The Arousal Factor

Dear Reader,

I considered writing this post about the weather. The majority of posts that I have written about the weather is basically code for “I have absolutely nothing to say!” (examples here and here). So, instead of writing something about how the air in Boston is cold and the nights are longer (no duh, it’s December!), I’m going to write about why I have nothing to say.

Have you ever been so happy or excited about something that you are just looking for excuses to bring the topic up in conversation? For example, I remember in college when discussions would ceaselessly revolve around new love interests. Similarly, who doesn’t know someone who always has a picture of their pet at the ready to share in the course of conversation? I remember when I got into my Master’s program, I could not help but broadcast the news across Facebook fewer than 24 hours after receiving the acceptance letter! For some reason, we just want to share things that amuse us!

^^Seriously! I didn’t make that up! A Psychological Science research article found that feelings of fear, anger, and amusement drive people to share news and information. Specifically, the researcher found that emotions driven by high “arousal” and action make us want to share while low arousal emotions like sadness or contentment make us less likely to share. To be clear, high arousal is not necessary a good thing — unless, you find all stark emotions, like anger and fear, to be joy ride. High arousal, like the name implies, simply refers to increased levels of excitement and an inclination toward action. Similarly, low arousal is not always bad. Contentment, in fact, can be a pleasant feeling, however, it is considered to be “low arousal” as it does not inspire action.

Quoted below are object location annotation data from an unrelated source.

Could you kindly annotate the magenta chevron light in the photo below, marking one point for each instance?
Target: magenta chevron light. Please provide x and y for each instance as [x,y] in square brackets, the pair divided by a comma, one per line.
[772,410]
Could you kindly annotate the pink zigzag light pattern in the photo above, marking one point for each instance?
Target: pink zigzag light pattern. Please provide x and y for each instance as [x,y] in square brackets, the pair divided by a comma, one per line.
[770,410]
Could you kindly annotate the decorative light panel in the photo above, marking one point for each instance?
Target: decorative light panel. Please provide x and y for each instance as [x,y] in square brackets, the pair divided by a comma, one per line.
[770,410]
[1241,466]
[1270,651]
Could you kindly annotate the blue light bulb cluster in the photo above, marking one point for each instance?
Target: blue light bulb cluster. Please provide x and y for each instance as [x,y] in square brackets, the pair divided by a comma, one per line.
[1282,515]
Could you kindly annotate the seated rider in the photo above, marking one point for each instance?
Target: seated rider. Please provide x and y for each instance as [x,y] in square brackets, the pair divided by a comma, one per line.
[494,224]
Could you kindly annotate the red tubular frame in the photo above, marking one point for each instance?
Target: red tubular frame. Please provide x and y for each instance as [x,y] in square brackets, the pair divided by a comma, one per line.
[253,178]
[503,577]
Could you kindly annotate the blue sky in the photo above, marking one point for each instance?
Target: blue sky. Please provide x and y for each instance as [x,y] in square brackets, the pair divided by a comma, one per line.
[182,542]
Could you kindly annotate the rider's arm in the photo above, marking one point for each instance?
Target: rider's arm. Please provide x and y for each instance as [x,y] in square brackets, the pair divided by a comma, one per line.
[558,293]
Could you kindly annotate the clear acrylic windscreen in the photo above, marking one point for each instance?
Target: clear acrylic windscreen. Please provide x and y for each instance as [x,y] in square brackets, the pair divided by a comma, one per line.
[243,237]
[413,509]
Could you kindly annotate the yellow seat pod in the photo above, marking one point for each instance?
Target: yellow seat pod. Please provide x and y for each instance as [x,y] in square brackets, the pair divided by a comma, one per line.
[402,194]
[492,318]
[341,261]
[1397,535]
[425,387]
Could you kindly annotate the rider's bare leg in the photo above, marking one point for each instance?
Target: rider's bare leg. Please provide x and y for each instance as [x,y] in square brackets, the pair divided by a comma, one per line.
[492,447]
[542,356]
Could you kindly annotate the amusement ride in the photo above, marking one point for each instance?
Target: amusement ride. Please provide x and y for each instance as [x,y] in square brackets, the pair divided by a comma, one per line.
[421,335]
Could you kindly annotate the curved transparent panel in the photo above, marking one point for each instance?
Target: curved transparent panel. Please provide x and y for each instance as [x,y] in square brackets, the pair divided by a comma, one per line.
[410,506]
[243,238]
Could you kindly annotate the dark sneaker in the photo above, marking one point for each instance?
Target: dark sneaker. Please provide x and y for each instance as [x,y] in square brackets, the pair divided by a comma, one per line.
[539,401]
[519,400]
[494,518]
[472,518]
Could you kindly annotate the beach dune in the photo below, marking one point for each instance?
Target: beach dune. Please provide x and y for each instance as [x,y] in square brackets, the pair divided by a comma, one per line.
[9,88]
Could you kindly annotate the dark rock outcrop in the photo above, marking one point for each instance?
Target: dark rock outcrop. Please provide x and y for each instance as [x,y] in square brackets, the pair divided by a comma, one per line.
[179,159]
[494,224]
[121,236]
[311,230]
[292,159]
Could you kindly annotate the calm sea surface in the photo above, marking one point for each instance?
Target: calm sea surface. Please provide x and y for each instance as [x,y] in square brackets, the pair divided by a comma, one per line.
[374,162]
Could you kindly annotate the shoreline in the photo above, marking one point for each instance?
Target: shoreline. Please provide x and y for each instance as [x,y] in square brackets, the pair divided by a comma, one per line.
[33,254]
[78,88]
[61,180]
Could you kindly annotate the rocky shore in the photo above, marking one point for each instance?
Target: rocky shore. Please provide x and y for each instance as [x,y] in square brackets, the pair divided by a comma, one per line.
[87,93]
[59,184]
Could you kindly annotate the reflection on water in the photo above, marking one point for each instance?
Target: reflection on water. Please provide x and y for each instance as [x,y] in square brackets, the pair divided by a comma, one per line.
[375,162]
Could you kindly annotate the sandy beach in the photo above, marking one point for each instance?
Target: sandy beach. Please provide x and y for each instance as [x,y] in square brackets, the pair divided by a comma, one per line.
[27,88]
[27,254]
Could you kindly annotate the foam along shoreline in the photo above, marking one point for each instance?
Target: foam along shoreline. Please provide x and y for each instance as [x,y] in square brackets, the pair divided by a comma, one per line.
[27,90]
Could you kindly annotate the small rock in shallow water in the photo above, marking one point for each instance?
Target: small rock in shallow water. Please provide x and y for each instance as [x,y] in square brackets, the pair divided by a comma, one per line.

When I look over my blog, I am intrigued but not shocked at these findings. I have written a number of posts (particularly in 2019) about stress, which was fueled (in my case) by the high arousal emotion of anger. Similarly, whenever I engage in a particularly wonderful experience (like my traveling adventures), I am literally typing up posts on the ride home. However, I am not very much inspired to write when I experience the “low arousal” emotions such as contentment. For me, the onset of the pandemic was—interestingly—a long period of low arousal. During this time, at a loss for what to write, I began blogging about cooking/ baking recipes (more here) as well as book reviews (more here).

Right now, I am very fortunate to be experiencing a period of “low arousal” — color me content! My classes this semester are coming to a close (woohoo!) and I’m in the midst of working on finals. I have loads of grading to do, writing to do, and I’ve fallen into a comfortable routine that honestly…does not really inspire within me too much creativity. My brain is tired; my body is tired (I’m exercising pretty regularly to combat the long sedentary work hours), and things are just fine. Ho hum.

I have some adventures on the horizon to look forward to (more to come on that later, of course!). I will have busier periods, more exciting periods, and most likely sad periods as well. However, in the absence of high energy and excitement, I will gladly accept contentment (and not much to say).

Wishing you happiness and good arousal, dear Reader!